Advocates of allowing cameras in Minnesota courtrooms won a notable battle this week, when a three-judge panel presiding over the disputed U.S. Senate election there approved electronic media coverage of the case proceedings.
A television camera, a still photographer and an audio recorder were to be allowed into the state Supreme Court chambers on Wednesday for pre-trial arguments between attorneys for Democrat Al Franken and Republican Norm Coleman, The Associated Press reported. Their footage was to be pooled for other news organizations, and that setup was to continue as the case moves along.
Minnesota-based media attorney Mark Anfinson says the Franken-Coleman legal battle happened to provide advocates the "perfect opportunity" to showcase the public benefits of electronic coverage inside the courtroom, in a state that has been cool to the idea. Anfinson led a group of Minnesota news organizations in filing a petition about a year ago with the state Supreme Court in favor of opening state courtrooms to filming.
The high court is still weighing the decision, said Anfinson, who also represents the Minnesota Newspaper Association.
"I was optimistic before," he said. "Now along comes this amazing opportunity through the Franken-Coleman trial."
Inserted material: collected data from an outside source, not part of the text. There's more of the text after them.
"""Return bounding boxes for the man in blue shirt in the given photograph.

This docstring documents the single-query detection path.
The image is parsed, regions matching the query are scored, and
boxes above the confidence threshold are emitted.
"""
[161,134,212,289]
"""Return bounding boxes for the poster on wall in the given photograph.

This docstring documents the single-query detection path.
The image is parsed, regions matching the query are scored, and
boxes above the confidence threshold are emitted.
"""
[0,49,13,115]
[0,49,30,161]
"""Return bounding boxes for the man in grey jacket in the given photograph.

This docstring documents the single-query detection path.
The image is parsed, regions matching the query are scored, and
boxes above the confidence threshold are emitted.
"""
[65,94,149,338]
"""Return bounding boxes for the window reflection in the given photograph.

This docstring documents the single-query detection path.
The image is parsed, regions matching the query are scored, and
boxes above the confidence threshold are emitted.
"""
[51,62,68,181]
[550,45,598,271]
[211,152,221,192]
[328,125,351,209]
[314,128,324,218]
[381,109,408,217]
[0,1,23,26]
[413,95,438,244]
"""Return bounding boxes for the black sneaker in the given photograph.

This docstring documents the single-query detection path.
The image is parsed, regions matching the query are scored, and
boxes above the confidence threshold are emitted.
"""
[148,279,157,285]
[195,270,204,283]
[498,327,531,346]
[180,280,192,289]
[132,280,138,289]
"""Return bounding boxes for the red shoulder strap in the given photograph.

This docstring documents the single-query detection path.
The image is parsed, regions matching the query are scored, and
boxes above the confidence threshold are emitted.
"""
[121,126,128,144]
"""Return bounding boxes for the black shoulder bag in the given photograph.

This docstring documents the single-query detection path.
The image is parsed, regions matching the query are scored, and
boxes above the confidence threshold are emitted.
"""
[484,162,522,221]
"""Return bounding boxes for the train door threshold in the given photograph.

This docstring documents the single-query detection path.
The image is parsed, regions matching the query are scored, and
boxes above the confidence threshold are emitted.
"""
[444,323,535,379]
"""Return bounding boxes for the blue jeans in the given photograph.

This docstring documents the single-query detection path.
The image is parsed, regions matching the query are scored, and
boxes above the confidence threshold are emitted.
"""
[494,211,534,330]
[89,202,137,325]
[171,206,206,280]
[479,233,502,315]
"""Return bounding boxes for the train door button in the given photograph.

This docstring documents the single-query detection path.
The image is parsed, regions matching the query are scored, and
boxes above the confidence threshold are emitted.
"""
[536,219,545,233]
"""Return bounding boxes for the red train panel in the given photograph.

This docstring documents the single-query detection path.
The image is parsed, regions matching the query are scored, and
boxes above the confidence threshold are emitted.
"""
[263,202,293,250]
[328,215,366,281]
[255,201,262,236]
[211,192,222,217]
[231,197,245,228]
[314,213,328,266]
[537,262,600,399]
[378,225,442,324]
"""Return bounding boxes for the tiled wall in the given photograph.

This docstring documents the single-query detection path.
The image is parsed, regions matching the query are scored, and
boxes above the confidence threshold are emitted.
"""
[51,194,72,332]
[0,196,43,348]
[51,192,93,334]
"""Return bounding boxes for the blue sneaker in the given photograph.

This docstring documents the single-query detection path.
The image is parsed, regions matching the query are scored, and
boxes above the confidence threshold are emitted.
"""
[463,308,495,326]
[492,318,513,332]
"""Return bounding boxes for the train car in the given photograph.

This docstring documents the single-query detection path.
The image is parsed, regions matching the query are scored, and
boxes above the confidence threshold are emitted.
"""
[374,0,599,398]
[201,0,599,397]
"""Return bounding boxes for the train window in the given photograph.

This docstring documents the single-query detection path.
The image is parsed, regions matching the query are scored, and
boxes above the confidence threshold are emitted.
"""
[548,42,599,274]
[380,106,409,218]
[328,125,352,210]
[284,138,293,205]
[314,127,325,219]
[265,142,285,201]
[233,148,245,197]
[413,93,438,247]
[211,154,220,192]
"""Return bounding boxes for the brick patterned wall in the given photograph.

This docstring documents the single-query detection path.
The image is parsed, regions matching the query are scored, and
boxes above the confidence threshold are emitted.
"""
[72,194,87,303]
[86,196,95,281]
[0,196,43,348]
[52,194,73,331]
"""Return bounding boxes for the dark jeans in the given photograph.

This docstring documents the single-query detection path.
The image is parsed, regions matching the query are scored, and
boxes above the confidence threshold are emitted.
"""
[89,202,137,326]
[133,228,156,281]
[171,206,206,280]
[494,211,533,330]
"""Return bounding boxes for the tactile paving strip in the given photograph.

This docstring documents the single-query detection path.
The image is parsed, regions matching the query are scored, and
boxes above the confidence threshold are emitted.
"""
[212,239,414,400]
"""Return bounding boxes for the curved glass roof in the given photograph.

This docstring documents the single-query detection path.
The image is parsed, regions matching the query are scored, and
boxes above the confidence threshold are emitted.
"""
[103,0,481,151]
For the past two decades, according to Anfinson, state law has required that all parties and judges involved consent to allowing camera access to a given proceeding — something all parties "virtually never do."
"Plaintiffs and defendants are competitors, so if one agrees, it prompts the adversary to be disagreeable," Anfinson explained.
Although the District of Columbia is the only jurisdiction that categorically bans cameras in the courtroom at both the trial and appellate levels, Minnesota ranks in the bottom tier of states that allow cameras, according to the Radio-Television News Directors Association.